Somneone must be able to offer some help...


----------



## jml220679 (Aug 1, 2006)

*table viv*

phone mike at viv builder, he'll price up any design u want.


----------



## TOMBUCHANAN (Jan 21, 2007)

I've spoeken to Mike and vivbiulder don't make the coffee table design because of the time and expensive involved. So i'm still on the lookout for anyone who know's how to make one of these. There must be plans on the internet somewehere surely!!!


----------



## Daniel (Jul 28, 2005)

i was in a shop once and they had a table tank for sale i inquired about the problems but the glass was 1 way and the tank had anothe sheet of glas that was raised of the outher to put stuff on to avoid intimidation
the fact of it being low well most people vivs are going to feel vibrations alot of peeps cats and stuff are there anyway the only reason a leo or outer rep would be scared is if it had been atacked before by one 
just my opinion
dan
the problem i can see though is there would be no way of fitting a lite inside?


----------



## Magpye (Jan 26, 2007)

I imagine the best method would be to have a wooden table surface with a large window in the centre. That way all of the cabing, thermostat, etc. can be secured on the inside to the underneath of the table surface where the wood is. 2 Panes of glass sounds like a good idea to reduce intimidation. Another factor for consideration is ventilation.


----------



## Daniel (Jul 28, 2005)

1 way glass is good and u can get glass that has liqiud going through it and u press a button and electrisity passes through it causing it to go black and u can turn this off and on when u feel
also to stop vibrations maybe have a thew sheets of foam stuff u know wat i meen!!! under the legs
dan


----------



## TOMBUCHANAN (Jan 21, 2007)

I've never heard of the glas that goes clear at the tousch of a button but that would be cool. 
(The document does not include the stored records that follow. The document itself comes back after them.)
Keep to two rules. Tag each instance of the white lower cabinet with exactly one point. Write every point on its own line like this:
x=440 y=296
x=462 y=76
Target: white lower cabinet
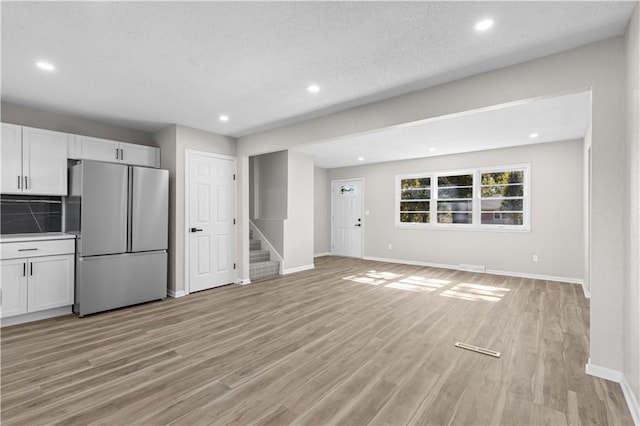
x=14 y=287
x=39 y=283
x=89 y=148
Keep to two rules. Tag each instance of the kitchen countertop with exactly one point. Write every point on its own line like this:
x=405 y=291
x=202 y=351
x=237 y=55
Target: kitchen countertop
x=16 y=238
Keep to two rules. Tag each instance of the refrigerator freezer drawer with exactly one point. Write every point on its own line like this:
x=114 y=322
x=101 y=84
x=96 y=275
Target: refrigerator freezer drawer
x=109 y=282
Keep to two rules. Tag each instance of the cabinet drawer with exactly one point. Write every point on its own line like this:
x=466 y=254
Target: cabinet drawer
x=36 y=248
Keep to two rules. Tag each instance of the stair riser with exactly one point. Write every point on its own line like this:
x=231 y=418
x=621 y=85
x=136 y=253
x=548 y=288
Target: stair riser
x=259 y=271
x=259 y=256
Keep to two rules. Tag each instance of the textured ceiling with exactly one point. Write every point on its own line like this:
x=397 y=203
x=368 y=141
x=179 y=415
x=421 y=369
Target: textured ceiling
x=146 y=65
x=554 y=119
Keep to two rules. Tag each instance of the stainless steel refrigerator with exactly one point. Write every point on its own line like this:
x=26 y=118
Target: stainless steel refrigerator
x=120 y=216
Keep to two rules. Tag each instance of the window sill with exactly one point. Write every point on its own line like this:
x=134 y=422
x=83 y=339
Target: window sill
x=461 y=227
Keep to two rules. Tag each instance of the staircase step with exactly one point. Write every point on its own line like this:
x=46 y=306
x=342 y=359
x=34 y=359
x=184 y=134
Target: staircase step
x=259 y=256
x=255 y=244
x=260 y=270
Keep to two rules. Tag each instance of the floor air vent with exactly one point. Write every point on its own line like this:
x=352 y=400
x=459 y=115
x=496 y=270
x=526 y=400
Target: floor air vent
x=471 y=268
x=478 y=349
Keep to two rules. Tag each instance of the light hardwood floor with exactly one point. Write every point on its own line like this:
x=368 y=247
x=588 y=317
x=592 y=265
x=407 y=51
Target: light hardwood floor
x=351 y=342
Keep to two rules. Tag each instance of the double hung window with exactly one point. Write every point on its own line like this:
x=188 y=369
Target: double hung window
x=484 y=198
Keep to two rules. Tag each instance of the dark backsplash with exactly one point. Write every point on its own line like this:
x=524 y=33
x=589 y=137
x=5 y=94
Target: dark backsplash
x=23 y=214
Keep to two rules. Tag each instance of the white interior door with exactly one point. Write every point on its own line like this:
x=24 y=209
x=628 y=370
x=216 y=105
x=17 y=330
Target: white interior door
x=211 y=226
x=346 y=217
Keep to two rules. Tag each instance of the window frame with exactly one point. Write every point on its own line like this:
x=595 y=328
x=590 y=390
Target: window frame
x=526 y=197
x=476 y=199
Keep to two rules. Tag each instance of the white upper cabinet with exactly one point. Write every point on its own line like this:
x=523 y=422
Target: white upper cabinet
x=139 y=155
x=89 y=148
x=11 y=159
x=34 y=161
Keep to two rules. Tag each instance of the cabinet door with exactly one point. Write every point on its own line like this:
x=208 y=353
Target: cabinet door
x=50 y=282
x=140 y=155
x=44 y=162
x=13 y=284
x=97 y=149
x=11 y=159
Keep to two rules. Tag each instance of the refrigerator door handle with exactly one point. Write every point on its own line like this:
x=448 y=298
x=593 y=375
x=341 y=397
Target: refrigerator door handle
x=130 y=211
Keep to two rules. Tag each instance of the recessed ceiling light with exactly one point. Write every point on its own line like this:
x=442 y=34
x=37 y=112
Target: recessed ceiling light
x=484 y=25
x=46 y=66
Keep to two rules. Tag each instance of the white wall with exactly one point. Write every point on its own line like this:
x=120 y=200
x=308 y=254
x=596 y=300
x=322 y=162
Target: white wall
x=586 y=208
x=32 y=117
x=321 y=212
x=556 y=196
x=282 y=185
x=599 y=67
x=631 y=330
x=270 y=177
x=298 y=227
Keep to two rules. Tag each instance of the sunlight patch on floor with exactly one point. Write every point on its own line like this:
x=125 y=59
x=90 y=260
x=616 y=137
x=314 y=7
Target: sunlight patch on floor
x=396 y=281
x=475 y=292
x=416 y=283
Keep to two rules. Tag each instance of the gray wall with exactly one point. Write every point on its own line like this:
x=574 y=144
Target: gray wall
x=631 y=340
x=556 y=215
x=270 y=185
x=321 y=212
x=282 y=186
x=599 y=67
x=166 y=140
x=31 y=117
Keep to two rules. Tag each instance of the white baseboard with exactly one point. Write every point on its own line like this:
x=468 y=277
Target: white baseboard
x=603 y=372
x=298 y=269
x=536 y=276
x=411 y=262
x=487 y=271
x=632 y=401
x=176 y=294
x=618 y=377
x=36 y=316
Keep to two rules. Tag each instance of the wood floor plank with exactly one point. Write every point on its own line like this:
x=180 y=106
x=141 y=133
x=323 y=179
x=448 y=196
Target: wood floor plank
x=349 y=342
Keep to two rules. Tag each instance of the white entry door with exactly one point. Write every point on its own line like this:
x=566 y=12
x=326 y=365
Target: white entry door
x=347 y=221
x=211 y=221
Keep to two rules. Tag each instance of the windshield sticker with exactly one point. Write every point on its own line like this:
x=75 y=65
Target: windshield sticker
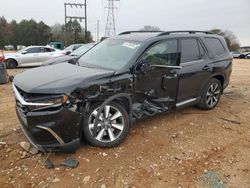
x=130 y=45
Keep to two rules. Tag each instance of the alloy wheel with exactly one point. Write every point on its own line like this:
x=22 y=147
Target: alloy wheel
x=213 y=95
x=110 y=124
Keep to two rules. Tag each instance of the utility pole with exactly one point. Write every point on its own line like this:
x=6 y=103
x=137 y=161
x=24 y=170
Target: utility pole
x=98 y=31
x=80 y=18
x=110 y=25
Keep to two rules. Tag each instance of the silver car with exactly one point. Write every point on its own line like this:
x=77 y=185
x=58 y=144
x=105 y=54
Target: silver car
x=31 y=56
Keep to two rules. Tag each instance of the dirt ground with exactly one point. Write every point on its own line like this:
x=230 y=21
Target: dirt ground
x=188 y=148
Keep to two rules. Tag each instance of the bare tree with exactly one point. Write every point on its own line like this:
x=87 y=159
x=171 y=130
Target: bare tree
x=232 y=41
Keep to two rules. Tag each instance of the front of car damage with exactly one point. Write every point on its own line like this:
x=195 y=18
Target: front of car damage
x=49 y=106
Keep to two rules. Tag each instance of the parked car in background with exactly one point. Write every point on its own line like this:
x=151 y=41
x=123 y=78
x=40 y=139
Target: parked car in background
x=236 y=54
x=2 y=58
x=31 y=56
x=126 y=77
x=72 y=57
x=71 y=48
x=9 y=47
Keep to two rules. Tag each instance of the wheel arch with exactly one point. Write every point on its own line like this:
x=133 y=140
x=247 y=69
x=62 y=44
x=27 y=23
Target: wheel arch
x=117 y=97
x=11 y=58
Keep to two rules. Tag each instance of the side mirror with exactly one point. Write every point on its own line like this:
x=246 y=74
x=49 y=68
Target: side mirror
x=141 y=66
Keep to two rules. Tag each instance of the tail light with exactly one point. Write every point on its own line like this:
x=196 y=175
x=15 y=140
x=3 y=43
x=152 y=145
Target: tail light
x=2 y=59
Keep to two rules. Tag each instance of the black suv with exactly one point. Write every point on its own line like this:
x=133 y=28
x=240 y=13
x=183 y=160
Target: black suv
x=123 y=78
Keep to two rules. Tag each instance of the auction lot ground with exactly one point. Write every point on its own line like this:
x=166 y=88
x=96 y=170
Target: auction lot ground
x=188 y=148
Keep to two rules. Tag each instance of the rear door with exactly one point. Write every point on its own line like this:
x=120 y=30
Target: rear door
x=156 y=80
x=196 y=69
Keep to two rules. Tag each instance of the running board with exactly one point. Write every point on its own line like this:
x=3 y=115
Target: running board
x=188 y=102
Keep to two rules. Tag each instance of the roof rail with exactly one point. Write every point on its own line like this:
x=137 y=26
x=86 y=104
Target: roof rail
x=190 y=32
x=142 y=31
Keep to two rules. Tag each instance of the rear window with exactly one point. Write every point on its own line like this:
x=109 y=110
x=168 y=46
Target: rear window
x=189 y=50
x=215 y=45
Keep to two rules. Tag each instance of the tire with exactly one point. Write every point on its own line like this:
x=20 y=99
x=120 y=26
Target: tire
x=113 y=125
x=11 y=64
x=211 y=95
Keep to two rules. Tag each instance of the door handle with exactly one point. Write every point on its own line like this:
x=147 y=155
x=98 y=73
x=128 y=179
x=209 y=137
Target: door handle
x=168 y=77
x=206 y=68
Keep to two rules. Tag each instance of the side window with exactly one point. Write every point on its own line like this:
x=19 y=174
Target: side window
x=189 y=50
x=47 y=50
x=163 y=53
x=201 y=49
x=215 y=45
x=33 y=50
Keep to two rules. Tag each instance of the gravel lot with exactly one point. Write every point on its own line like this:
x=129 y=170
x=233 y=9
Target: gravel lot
x=188 y=148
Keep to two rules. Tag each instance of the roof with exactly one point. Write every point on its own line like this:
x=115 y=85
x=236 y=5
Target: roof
x=142 y=36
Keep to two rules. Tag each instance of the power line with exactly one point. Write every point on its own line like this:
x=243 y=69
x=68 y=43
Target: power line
x=80 y=18
x=110 y=24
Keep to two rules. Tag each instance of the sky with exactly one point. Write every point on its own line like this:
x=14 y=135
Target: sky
x=168 y=15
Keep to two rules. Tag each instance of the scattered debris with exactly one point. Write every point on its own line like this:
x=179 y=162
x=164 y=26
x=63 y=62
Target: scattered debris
x=56 y=180
x=103 y=186
x=104 y=154
x=231 y=121
x=212 y=179
x=2 y=143
x=48 y=164
x=25 y=145
x=70 y=163
x=86 y=179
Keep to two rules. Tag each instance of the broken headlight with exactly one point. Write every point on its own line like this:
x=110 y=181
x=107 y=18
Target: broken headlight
x=47 y=102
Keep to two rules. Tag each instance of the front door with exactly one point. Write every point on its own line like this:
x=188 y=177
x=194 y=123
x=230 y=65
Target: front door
x=156 y=78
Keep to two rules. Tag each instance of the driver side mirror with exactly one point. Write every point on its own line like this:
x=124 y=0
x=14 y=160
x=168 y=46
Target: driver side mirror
x=24 y=52
x=141 y=66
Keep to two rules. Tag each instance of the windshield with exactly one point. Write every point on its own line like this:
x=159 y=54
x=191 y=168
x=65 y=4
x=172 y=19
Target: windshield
x=110 y=54
x=23 y=50
x=80 y=51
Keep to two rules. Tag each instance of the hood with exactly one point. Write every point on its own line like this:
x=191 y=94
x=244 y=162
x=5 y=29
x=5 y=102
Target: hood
x=60 y=59
x=12 y=54
x=59 y=78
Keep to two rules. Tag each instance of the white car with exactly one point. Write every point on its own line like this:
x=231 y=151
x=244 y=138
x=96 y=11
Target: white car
x=31 y=56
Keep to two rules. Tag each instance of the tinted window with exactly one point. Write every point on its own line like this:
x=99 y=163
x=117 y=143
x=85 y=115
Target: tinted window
x=189 y=50
x=201 y=49
x=33 y=50
x=47 y=50
x=164 y=53
x=215 y=45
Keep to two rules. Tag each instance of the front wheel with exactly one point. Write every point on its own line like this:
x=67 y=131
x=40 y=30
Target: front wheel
x=11 y=64
x=112 y=126
x=211 y=95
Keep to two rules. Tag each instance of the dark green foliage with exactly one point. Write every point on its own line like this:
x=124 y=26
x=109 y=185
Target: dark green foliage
x=231 y=39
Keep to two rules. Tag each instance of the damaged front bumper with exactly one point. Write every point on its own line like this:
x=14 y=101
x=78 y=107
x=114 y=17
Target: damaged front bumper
x=57 y=130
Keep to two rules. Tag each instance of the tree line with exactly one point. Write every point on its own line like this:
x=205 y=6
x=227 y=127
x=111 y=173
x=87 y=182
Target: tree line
x=30 y=32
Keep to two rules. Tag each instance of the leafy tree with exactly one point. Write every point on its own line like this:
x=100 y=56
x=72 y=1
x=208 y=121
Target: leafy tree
x=29 y=32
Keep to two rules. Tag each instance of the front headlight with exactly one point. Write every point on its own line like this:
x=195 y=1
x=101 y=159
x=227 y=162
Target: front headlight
x=46 y=102
x=49 y=100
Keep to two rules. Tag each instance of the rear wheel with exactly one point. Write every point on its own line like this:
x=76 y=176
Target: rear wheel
x=112 y=126
x=11 y=64
x=211 y=95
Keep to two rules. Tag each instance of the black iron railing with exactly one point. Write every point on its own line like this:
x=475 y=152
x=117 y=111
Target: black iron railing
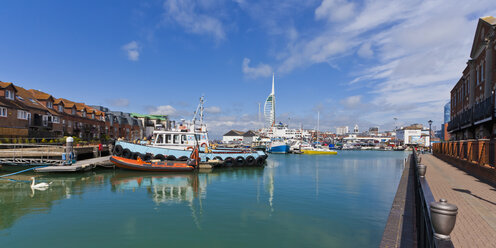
x=480 y=111
x=423 y=197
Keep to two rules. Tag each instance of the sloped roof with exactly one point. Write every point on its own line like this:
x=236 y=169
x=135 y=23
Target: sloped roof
x=234 y=133
x=4 y=85
x=28 y=98
x=489 y=19
x=40 y=95
x=250 y=133
x=67 y=103
x=483 y=21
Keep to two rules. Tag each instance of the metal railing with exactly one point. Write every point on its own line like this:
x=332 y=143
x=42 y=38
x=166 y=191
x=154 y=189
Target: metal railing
x=423 y=197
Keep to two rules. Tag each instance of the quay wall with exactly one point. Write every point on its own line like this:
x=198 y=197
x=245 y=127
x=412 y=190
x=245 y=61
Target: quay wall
x=476 y=157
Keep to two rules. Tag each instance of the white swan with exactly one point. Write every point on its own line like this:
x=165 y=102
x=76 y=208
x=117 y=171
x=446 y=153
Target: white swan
x=39 y=186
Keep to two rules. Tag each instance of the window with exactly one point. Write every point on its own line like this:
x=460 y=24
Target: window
x=160 y=139
x=23 y=115
x=3 y=112
x=9 y=94
x=46 y=119
x=482 y=71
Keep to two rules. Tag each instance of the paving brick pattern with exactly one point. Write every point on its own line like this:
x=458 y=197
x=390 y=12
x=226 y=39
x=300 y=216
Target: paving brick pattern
x=476 y=201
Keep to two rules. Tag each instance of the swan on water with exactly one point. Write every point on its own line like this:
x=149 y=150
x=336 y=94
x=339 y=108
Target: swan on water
x=40 y=186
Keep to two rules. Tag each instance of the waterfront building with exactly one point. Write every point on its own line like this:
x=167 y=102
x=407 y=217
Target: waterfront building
x=232 y=136
x=342 y=130
x=374 y=131
x=413 y=135
x=472 y=98
x=35 y=114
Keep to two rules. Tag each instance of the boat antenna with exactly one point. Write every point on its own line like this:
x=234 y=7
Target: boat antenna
x=199 y=111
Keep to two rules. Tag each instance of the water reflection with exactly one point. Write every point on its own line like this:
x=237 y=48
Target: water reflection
x=163 y=188
x=17 y=198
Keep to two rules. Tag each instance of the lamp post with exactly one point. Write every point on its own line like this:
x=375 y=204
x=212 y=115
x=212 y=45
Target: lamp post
x=430 y=132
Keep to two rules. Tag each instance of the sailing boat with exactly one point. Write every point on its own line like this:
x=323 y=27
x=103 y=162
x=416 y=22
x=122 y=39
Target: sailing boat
x=314 y=150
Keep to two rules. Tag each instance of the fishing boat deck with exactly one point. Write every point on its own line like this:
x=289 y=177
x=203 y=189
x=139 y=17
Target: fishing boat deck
x=84 y=165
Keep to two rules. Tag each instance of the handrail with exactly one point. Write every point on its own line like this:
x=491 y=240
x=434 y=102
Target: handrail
x=423 y=197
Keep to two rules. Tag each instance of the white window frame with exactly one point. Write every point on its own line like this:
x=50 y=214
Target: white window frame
x=9 y=94
x=3 y=112
x=23 y=115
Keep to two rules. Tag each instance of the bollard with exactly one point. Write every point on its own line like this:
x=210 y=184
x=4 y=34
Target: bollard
x=443 y=215
x=69 y=150
x=422 y=168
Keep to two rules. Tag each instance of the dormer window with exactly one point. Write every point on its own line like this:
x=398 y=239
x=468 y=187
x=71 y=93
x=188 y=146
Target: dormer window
x=9 y=94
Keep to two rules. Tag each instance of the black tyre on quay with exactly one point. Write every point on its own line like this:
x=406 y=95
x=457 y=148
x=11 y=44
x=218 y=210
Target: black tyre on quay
x=240 y=161
x=228 y=162
x=171 y=157
x=250 y=161
x=118 y=150
x=126 y=153
x=260 y=161
x=160 y=157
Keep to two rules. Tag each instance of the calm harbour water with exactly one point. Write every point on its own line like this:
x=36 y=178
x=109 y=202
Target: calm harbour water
x=294 y=201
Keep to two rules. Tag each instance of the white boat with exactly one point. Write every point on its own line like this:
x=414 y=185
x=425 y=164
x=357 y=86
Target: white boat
x=178 y=142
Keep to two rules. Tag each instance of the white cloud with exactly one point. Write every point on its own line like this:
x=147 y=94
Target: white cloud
x=132 y=49
x=162 y=110
x=365 y=50
x=188 y=14
x=261 y=70
x=213 y=110
x=335 y=10
x=352 y=101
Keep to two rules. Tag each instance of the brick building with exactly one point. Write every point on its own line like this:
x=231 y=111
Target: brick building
x=36 y=114
x=472 y=98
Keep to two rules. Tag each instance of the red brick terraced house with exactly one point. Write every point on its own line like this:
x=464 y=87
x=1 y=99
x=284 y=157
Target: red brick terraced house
x=473 y=97
x=36 y=114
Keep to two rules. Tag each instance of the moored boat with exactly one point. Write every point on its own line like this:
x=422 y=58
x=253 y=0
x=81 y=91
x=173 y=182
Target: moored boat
x=318 y=151
x=159 y=166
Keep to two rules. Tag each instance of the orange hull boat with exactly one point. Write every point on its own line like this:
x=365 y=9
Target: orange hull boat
x=141 y=165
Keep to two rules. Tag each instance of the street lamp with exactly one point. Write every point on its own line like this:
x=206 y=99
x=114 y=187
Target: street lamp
x=430 y=140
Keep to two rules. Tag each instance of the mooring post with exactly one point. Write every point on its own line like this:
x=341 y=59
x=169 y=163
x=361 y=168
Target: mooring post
x=69 y=150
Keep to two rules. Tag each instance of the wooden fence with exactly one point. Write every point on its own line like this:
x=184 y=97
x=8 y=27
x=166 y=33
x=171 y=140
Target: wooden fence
x=481 y=152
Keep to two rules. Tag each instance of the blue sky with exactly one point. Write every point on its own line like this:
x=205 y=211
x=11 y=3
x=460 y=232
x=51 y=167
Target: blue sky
x=357 y=62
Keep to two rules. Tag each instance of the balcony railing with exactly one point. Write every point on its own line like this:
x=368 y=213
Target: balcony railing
x=480 y=111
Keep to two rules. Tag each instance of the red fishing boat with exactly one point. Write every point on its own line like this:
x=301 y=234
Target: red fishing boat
x=157 y=165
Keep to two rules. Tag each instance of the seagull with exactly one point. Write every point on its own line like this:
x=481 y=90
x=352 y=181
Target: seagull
x=39 y=186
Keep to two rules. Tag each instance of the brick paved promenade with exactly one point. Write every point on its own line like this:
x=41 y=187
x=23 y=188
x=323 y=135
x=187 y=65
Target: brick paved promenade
x=476 y=201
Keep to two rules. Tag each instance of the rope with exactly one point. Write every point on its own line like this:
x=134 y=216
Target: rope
x=11 y=174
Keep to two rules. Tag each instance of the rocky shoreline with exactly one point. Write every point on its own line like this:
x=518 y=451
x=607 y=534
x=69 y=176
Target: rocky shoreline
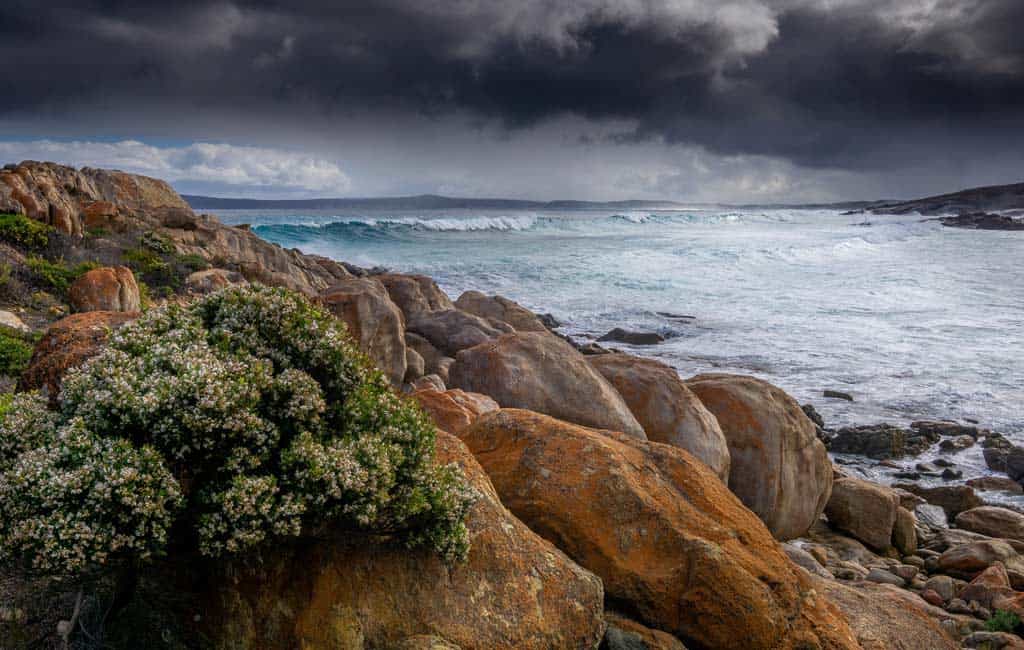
x=621 y=506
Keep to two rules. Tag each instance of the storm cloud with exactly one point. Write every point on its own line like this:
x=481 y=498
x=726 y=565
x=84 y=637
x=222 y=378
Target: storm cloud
x=931 y=90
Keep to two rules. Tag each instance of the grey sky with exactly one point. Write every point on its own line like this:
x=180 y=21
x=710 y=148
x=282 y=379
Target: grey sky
x=734 y=100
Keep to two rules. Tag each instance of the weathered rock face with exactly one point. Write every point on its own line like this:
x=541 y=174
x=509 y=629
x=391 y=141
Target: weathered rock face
x=454 y=409
x=778 y=469
x=415 y=295
x=626 y=634
x=967 y=560
x=674 y=547
x=887 y=617
x=881 y=441
x=500 y=308
x=453 y=330
x=108 y=289
x=952 y=499
x=542 y=373
x=992 y=521
x=864 y=510
x=373 y=320
x=74 y=200
x=212 y=279
x=666 y=408
x=67 y=344
x=515 y=591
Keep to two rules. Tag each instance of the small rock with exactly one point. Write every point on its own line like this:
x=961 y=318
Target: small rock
x=11 y=321
x=943 y=586
x=837 y=394
x=952 y=445
x=633 y=338
x=884 y=576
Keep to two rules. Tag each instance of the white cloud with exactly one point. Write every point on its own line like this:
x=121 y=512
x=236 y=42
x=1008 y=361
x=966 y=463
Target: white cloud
x=214 y=164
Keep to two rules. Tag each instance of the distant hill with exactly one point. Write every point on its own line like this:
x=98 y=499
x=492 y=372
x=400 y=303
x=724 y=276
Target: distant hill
x=990 y=199
x=422 y=202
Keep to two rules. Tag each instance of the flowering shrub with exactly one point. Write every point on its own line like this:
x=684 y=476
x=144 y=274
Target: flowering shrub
x=244 y=418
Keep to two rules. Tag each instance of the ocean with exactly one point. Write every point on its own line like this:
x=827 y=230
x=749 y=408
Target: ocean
x=914 y=319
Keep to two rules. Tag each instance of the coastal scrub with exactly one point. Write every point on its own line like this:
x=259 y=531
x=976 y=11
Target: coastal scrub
x=246 y=418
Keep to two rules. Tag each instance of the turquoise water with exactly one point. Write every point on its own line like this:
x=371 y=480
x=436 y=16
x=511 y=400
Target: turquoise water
x=915 y=320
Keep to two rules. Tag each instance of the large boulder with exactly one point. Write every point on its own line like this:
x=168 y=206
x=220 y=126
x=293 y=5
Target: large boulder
x=887 y=617
x=952 y=499
x=674 y=547
x=415 y=294
x=515 y=590
x=373 y=320
x=67 y=344
x=453 y=330
x=992 y=521
x=502 y=309
x=107 y=289
x=666 y=408
x=542 y=373
x=778 y=469
x=454 y=409
x=866 y=511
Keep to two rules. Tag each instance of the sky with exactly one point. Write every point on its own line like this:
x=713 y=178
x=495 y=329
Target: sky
x=693 y=100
Daniel, can you know where you saw the table that you enquired about or how much it was going for? I'm just wandering if theres somewhere that mass produces them or if all of them are going to be made through individual projects.


----------



## Daniel (Jul 28, 2005)

it was a reptile shop in brighton and it came with a breeding pair of sting rays for a grand
but they can order them in for for 300 qiud
dan


----------



## TOMBUCHANAN (Jan 21, 2007)

Thats a lot of money for a viv even if it a partiularly nice one. I think what I really need is photos of this kind of viv to get some ideas.Then if I try and draw up some plans and place them on here for some constructive criticism I can have a go at building one myself. 
If it works I could stick the plans on here for everyone else.


----------



## Daniel (Jul 28, 2005)

that one had all pumps and heating and filter and lights and stuff in and came with the 2rays so not huge amounts
dan


----------